This script automatically cuts out portions of dead video from videos. I used it to post-parse OBS recordings of Twitch streams so that I could upload them to YouTube.
It uses ffmpeg to query the input video and generates a complex filter to crossfade between video sections, ensuring that no silence is longer than 3 seconds.
Ensure ffmpeg is in your path, and then
python3 stage1_silencecutterfade.py --input <input directory> --output <output directory>
You can also pass the --audio-stream-id parameter if you use multi-track recordings.

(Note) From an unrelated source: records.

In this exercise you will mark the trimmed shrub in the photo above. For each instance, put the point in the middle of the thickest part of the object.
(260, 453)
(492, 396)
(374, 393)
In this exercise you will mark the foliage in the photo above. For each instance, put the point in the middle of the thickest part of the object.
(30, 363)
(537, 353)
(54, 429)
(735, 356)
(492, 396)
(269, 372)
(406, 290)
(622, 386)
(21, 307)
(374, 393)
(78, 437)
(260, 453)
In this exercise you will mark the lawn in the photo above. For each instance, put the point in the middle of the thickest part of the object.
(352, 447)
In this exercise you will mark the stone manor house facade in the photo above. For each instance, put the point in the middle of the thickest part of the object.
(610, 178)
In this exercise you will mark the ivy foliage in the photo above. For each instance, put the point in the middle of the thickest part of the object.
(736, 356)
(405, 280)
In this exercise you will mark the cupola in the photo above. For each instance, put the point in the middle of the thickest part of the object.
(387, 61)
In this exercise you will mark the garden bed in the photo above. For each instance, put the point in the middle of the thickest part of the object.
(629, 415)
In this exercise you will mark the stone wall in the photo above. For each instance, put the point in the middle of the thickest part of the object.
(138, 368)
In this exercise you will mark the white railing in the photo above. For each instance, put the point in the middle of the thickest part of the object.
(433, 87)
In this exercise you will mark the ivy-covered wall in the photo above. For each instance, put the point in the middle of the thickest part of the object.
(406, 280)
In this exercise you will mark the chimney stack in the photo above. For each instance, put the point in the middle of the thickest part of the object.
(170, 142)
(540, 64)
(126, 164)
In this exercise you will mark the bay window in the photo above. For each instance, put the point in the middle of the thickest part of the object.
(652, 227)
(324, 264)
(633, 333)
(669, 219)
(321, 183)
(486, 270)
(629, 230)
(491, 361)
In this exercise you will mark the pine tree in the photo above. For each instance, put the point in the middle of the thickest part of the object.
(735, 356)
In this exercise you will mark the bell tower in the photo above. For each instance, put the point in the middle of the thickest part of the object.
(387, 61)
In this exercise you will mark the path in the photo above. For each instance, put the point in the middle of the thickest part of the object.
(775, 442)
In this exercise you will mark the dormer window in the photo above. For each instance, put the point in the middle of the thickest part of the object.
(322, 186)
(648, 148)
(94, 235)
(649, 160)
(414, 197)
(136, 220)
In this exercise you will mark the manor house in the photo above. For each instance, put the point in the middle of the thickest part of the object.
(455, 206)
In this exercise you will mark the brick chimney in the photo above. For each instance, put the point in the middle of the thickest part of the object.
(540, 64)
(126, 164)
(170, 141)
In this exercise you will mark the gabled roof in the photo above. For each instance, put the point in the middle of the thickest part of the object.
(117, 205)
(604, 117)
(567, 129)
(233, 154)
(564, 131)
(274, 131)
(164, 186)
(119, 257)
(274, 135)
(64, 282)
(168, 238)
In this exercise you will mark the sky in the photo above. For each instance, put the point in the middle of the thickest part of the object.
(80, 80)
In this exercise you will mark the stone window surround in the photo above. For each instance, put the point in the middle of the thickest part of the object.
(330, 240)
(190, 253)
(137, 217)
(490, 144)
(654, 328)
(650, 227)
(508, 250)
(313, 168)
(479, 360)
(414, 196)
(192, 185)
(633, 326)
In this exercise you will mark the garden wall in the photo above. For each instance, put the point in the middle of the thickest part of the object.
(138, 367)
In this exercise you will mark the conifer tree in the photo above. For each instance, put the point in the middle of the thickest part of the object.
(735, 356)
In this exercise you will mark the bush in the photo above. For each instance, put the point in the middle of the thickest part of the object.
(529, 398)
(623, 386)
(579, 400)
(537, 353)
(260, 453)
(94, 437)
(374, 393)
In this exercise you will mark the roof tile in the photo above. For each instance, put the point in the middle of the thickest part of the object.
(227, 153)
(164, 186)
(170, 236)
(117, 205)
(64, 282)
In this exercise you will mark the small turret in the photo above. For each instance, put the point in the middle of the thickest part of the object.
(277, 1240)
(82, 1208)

First off, the script uses ffmpeg to generate a "silences" file. It gets the output from ffmpeg -af silencedetect=noise=-30dB:d=# -f null where # is the duration in seconds, to detect all the places in the video where the audio is quieter than -30db for that amount of time or more. This command generates output like:
[silencedetect @ 0000021a5e45c540] silence_start: 11.0451
[silencedetect @ 0000021a5e45c540] silence_end: 16.756 | silence_duration: 5.71088
This output is parsed to get a set of silence starts, ends, and durations.

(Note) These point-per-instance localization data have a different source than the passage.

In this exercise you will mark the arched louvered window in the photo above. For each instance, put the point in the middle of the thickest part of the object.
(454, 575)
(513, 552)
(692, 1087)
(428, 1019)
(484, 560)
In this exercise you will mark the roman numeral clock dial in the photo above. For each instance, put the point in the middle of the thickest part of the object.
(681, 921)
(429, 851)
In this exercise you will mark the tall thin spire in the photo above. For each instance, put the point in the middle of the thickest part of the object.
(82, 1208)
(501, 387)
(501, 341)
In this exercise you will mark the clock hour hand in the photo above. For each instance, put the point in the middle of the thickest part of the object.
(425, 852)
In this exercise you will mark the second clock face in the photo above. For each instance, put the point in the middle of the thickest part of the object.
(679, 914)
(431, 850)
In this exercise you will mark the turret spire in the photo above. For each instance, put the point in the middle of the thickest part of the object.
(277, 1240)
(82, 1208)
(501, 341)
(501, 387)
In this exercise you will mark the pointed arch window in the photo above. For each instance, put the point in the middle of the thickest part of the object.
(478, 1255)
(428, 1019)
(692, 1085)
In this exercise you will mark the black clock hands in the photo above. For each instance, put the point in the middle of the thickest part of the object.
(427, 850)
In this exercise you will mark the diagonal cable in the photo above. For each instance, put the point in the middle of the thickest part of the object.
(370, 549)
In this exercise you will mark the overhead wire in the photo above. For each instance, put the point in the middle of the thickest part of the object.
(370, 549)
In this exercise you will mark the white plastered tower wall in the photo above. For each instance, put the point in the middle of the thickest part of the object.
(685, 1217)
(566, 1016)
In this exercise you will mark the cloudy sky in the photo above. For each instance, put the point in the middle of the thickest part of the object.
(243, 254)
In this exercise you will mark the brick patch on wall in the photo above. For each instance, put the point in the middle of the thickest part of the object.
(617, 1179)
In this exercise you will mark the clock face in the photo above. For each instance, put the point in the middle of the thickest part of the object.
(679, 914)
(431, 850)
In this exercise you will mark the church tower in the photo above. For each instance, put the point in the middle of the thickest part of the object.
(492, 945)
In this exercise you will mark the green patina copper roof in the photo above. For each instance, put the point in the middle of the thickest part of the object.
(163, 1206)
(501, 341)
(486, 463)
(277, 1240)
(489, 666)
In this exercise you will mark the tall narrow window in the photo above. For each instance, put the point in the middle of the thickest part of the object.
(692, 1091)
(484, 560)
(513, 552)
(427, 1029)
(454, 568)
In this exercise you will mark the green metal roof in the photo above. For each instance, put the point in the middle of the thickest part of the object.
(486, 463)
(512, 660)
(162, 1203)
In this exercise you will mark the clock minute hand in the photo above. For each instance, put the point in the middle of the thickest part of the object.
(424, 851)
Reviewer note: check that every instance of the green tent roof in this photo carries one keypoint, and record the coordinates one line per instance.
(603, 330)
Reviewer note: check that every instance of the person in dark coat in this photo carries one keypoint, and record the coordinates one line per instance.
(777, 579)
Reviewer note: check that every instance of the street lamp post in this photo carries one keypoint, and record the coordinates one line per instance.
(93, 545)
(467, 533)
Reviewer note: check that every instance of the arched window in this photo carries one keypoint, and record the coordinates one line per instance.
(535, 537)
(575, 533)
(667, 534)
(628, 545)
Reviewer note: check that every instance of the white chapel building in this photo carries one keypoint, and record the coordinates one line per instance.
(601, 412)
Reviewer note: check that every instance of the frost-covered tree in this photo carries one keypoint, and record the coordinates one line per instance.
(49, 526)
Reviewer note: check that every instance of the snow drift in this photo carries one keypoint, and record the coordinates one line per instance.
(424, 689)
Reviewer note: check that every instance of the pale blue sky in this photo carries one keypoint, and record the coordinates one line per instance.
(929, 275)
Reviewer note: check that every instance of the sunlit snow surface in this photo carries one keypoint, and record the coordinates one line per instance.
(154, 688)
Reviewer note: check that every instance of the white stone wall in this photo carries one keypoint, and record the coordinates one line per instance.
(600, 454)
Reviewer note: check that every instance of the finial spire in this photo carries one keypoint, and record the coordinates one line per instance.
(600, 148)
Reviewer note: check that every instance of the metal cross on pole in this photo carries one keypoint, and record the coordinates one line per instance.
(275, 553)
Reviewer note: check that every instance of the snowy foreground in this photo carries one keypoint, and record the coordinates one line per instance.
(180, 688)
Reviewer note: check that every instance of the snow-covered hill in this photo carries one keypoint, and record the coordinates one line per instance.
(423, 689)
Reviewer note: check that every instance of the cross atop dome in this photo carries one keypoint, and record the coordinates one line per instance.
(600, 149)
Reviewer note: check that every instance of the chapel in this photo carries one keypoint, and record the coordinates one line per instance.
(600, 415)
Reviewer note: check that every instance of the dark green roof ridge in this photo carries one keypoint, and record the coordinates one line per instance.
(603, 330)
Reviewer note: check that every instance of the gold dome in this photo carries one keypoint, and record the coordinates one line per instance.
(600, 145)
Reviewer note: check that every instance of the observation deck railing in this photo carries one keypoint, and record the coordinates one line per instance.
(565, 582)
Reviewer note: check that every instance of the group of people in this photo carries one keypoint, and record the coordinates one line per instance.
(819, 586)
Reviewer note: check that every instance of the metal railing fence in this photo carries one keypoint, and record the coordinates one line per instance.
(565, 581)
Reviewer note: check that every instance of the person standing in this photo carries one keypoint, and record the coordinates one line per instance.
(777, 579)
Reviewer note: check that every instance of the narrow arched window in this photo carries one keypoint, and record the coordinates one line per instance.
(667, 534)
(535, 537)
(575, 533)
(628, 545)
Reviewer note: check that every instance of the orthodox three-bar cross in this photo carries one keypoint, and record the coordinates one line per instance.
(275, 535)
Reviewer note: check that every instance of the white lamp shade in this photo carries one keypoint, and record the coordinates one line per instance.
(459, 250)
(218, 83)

Next, the set of silences is iterated over to work out where to cross-fade. Because ffmpeg doesn't support sensible cross-fading, a "complex filter script" is created to do the crossfading. Example:
# Pre-fade
[0:v:0]trim=start=0:end=12.7951,setpts=PTS-STARTPTS[v1];
[0:a:0]atrim=start=0:end=12.7951,asetpts=PTS-STARTPTS[a1];
# 0.5 second crossfade section from pre-cut
[0:v:0]trim=start=12.7951:end=13.2951,setpts=PTS-STARTPTS[v2];
[0:a:0]atrim=start=12.7951:end=13.2951,asetpts=PTS-STARTPTS[a2];
# 0.5 second crossfade section from post-cut
[0:v:0]trim=start=16.006:end=16.506,setpts=PTS-STARTPTS[v3];
[0:a:0]atrim=start=16.006:end=16.506,asetpts=PTS-STARTPTS[a3];
# 0.5 second fade to alpha from pre-cut
[v2]format=pix_fmts=yuva420p,fade=t=out:st=0:d=0.5:alpha=1[z4];
[z4]fifo[y4];
# 0.5 second fade from alpha from post-cut
[v3]format=pix_fmts=yuva420p,fade=t=in:st=0:d=0.5:alpha=1[b4];
[b4]fifo[c4];
# Overlaying video alphas so we get a continuous video
[y4][c4]overlay[v4];
# Crossfading video audio
[a2][a3]acrossfade=d=0.5[a4];
# The rest of the video
[0:v:0]trim=start=16.506:end=32.016,setpts=PTS-STARTPTS[v5];
[0:a:0]atrim=start=16.506:end=32.016,asetpts=PTS-STARTPTS[a5];
# Concatenating all the video segments together.
v1][a1][v4][a4][v5][a5]concat=n=3:v=1:a=1[v6][a6]
ffmpeg crunches away on this and spits out a video at the end of it.
Well, looking over the previous timestamps I think I'm a little out, so TODO? It looks like I'm actually generating silences of 1.75s + 0.5s + 0.25s == 2.5s rather than 3s. Oh well :D
Also if your video is very long or has a lot of silences then ffmpeg will probably run out of memory and crash.